Yesterday, a friend of mine asked me why I looked depressed. I wanted to tell him that I was melancholic, which is a different thing. But, I don’t like to tell people the mere thoughts on my mind. So, I just passed over it and smiled.
Three days ago, I, finally, talked with that girl. It was an unaccustomed and weird-that I know I talked about such things, but they were all unrelated. I couldn't help but jumped over from one topic to another like a grasshopper does when it sees the new-born spring grass. But, the other day I was sad again – for that the girl saw me, but not even waved at me. So, I took a walk at night to see the moon’s lonely but a merry look, shining in-and-among itself.
“Why don’t you tell something”, shouted my friend at me the other day. “We talked for twenty minutes, and you didn't even frown”, was his last sentence. Why did he ask that to me? Am I not always like that? That ignorant person with a deceptive smile on his face? But, I smiled again and passed over it.
People tell that I look sad, but when asked of it, don’t tell the reason. But, sometimes I feel sad, not because I feel separated and far away from them. Nor is it because I cannot tell what I want. It is just because.
It is like the sadness is a person and searches for someone to live with, yet always finds me.

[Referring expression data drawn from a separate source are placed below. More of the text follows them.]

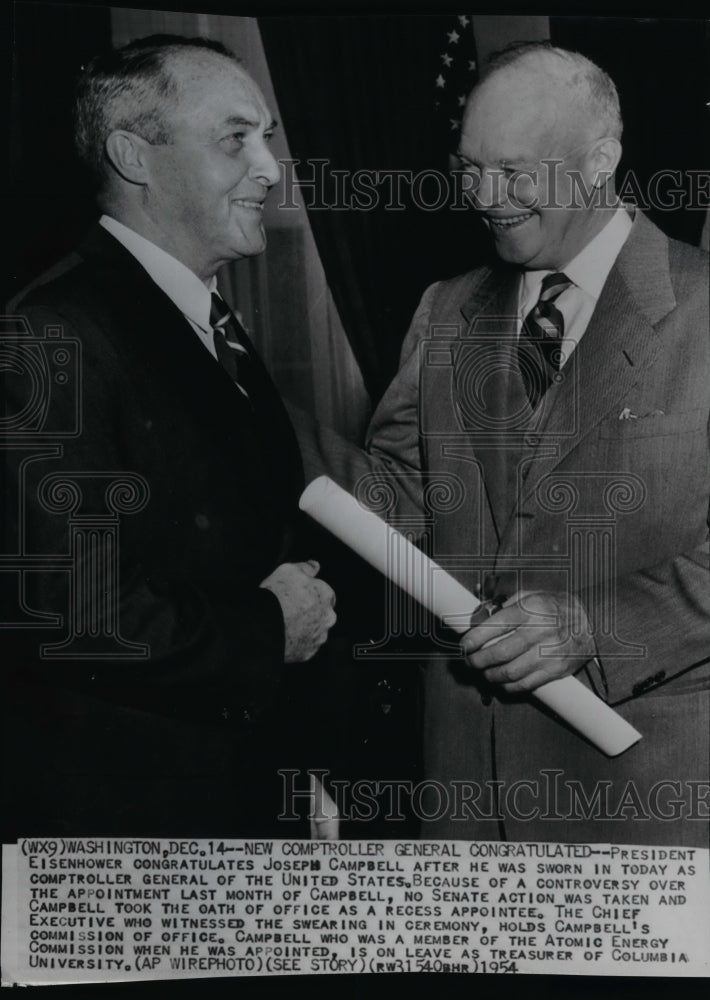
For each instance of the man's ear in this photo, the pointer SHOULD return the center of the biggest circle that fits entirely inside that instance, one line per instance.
(126, 153)
(605, 156)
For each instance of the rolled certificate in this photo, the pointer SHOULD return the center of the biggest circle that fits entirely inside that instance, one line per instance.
(420, 577)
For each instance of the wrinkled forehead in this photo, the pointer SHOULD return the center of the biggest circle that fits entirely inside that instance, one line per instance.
(211, 86)
(521, 109)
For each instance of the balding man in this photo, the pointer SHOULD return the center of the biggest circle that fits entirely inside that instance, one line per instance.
(158, 713)
(559, 399)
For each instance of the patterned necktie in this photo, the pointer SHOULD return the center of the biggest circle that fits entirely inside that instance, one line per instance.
(539, 354)
(229, 337)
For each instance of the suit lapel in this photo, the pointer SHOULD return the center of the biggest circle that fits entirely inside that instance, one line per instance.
(163, 343)
(617, 349)
(490, 392)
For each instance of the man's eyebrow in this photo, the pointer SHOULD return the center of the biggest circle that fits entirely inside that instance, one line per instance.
(238, 121)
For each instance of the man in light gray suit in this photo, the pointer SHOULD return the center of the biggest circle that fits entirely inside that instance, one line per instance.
(561, 396)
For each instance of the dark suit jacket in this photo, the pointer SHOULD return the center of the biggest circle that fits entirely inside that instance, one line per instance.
(570, 498)
(185, 740)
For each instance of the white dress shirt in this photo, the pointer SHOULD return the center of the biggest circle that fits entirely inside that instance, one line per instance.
(588, 270)
(182, 286)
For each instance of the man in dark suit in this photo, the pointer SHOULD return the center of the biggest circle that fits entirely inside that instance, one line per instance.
(559, 400)
(156, 514)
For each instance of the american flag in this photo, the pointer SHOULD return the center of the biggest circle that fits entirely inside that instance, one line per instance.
(456, 76)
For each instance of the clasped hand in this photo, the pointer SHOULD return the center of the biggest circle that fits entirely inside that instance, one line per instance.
(508, 647)
(307, 605)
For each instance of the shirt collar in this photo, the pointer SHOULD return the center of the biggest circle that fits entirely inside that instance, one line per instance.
(590, 268)
(182, 286)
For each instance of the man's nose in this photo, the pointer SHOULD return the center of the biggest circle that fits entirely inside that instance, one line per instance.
(492, 189)
(264, 166)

Perhaps, no one can help me to get out of this-that the sadness has become a capsule of my soul. But, I am not upset about this. Maybe, I don’t want to be with people; maybe, this will always be the same way. But, I am used to it. Yet more, I like it. Sometimes, when I get lonely and aloof, which people say is same as being sad, a new window is opened to me. A window so full of sorrows and happiness at the same time, all merged and tangled together. And sometimes, that makes me smile. I laugh at the delight, at the epiphany of the complexity, the inconceivable scenery of the nature.

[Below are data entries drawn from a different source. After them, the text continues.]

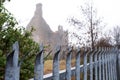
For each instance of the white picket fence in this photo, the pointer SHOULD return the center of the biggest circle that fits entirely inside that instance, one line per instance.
(99, 64)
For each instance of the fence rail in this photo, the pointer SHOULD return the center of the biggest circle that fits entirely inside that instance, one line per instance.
(99, 64)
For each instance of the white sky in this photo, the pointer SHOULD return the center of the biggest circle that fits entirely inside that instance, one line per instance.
(56, 12)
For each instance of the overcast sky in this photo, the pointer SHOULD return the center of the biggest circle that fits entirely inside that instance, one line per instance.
(56, 12)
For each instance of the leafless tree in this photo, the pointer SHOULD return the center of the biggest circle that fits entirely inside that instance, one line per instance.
(90, 25)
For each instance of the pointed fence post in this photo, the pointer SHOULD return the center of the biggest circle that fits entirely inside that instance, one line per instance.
(39, 66)
(86, 52)
(91, 63)
(77, 71)
(106, 66)
(56, 64)
(12, 71)
(96, 64)
(103, 63)
(68, 64)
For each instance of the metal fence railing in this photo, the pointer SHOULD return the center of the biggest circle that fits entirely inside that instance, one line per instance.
(98, 64)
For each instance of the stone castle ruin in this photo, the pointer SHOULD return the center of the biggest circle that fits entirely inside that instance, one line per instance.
(42, 32)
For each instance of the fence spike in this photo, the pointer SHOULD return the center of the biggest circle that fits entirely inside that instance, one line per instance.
(68, 64)
(12, 69)
(56, 64)
(39, 66)
(77, 71)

--Yet, this burden persists. But, I do not have an exit from it. Sometimes, because I am sad, I want to cry in front of everybody; I want to scream when taking a shower. But, I can’t. I can’t, because I am afraid people would talk behind me. I can’t, because I want to look happy like everyone else is.
So, I hid myself. I conceal my soul behind a facade of deceptive smile-for that way, nobody would see my true soul; for that way, that way I would be happy.